At the Tshwane Automotive Special Economic Zone (TASEZ), my role as CFO is often misunderstood as a purely financial one.
But sustainability in an SEZ is not about spreadsheets; it is about shaping a platform where jobs multiply, investors thrive, and communities escape poverty. Each job created transforms not only an individual life, but an entire family. That multiplier effect is powerful – and it is the real bottom line.
My choice to serve in the public sector, even when private-sector opportunities were abundant, was deliberate.
Too often, the public sector is seen as a fallback, a place where talent lands when it cannot “make it” in corporate South Africa. That mindset must change.
State-owned enterprises like TASEZ deserve the best skills in the market, professionals who understand that public purpose and financial discipline are not contradictions.
But this is also where Women’s Month hits home: the road has never been straight for women leaders.
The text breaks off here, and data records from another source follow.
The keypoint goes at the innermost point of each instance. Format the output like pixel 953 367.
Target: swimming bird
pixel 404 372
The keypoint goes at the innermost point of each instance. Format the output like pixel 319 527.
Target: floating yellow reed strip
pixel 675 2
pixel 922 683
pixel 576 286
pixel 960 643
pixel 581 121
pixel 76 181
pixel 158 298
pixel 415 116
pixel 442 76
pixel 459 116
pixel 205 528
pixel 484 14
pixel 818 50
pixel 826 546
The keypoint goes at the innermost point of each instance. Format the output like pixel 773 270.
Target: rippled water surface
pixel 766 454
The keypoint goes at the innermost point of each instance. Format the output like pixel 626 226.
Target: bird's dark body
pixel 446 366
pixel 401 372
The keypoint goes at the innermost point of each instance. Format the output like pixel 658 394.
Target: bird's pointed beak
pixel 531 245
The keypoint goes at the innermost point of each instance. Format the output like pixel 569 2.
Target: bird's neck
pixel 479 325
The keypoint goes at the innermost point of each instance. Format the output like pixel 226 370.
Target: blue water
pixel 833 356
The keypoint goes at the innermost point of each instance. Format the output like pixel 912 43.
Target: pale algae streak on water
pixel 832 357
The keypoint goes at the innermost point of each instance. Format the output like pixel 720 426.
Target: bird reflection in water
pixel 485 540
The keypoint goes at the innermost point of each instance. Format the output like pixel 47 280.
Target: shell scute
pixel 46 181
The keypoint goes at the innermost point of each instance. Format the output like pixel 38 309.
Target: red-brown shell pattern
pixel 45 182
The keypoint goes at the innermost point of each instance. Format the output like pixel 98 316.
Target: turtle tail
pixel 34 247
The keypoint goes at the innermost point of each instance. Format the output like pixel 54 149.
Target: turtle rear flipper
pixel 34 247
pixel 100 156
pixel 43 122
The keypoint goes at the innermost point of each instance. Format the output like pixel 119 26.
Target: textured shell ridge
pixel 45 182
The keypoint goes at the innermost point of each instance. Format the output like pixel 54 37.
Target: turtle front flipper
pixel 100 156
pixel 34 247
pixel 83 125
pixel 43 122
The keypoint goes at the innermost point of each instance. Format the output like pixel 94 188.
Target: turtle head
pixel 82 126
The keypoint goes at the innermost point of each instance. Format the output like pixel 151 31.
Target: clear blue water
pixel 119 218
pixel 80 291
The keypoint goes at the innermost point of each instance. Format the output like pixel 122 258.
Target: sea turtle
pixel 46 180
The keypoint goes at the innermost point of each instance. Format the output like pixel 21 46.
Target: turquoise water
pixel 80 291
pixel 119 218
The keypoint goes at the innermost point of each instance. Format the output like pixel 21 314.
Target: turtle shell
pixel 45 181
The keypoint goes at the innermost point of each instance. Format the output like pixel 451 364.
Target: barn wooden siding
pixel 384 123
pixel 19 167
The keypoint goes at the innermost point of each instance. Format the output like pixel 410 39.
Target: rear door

Infrastructure, industrialisation, and construction remain male-dominated environments.
In my career, I have often had to prove myself twice over. Reports and strategies had to be watertight – not because they were not good enough, but because credibility was not granted as easily to women.
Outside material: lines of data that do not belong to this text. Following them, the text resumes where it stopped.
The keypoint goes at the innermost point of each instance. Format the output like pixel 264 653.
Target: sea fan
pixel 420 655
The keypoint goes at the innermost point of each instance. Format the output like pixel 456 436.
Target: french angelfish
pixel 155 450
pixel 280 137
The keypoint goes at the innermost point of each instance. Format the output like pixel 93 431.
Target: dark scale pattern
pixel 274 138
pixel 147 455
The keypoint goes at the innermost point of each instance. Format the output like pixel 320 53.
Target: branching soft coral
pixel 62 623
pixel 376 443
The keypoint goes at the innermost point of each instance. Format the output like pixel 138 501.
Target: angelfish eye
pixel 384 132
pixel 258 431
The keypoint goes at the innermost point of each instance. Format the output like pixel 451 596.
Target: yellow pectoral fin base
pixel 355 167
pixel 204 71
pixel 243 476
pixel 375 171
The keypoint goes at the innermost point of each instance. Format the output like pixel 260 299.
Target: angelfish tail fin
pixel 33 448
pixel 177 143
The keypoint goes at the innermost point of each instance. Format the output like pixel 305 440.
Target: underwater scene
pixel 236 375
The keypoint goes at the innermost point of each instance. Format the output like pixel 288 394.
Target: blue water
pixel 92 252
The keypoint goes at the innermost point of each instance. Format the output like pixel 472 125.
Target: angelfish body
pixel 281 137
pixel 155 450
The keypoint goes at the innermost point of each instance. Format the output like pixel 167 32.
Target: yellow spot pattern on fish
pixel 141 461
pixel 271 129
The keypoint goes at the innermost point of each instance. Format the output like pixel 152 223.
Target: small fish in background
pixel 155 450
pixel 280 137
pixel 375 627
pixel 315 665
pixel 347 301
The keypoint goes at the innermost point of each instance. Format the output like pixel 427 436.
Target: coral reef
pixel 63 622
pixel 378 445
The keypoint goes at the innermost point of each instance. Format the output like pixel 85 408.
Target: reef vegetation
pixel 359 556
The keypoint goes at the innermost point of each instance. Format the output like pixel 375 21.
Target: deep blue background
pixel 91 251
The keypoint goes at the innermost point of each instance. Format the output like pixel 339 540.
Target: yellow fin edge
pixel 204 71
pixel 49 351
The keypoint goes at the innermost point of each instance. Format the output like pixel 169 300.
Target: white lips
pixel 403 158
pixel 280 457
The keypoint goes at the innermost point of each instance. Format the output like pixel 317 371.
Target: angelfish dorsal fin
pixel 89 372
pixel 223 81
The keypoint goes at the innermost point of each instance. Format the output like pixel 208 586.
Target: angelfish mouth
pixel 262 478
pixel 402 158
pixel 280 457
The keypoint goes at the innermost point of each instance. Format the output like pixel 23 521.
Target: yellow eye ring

This year’s Women’s Month theme emphasises the importance of women’s participation in leadership and the economy: “Building resilient economies for all”.
Progress is being made, but it is too slow. Which is why equity cannot be left to chance, it requires deliberate action.
Statistics South Africa’s latest Quarterly Labour Force Survey for the second quarter of 2025 reveals the stark disparities in the country’s labour market.
In a press release dated 12 August 2025, StatsSA noted: “South Africa’s national unemployment rate stands at 33,2%, but the figures show that women continue to carry a heavier share of this burden. The unemployment rate for women was 35,9%, compared to 31,0% for men, a gap of 4,9 percentage points.”
The differences reflect persistent gender imbalances in unemployment, labour force participation, and the sectors in which men and women are employed.
And this is carried across the education levels.
“In the second quarter of 2025, the official unemployment rate for graduates stood at 12,2%, marking a 0,5 percentage point increase from the previous quarter. While this rate is lower than the national average, a closer look reveals a persistent gender gap among the most educated. Female graduates faced an unemployment rate of 15,0%, compared to 8,9% for their male counterparts, a difference of 6,1 percentage points.”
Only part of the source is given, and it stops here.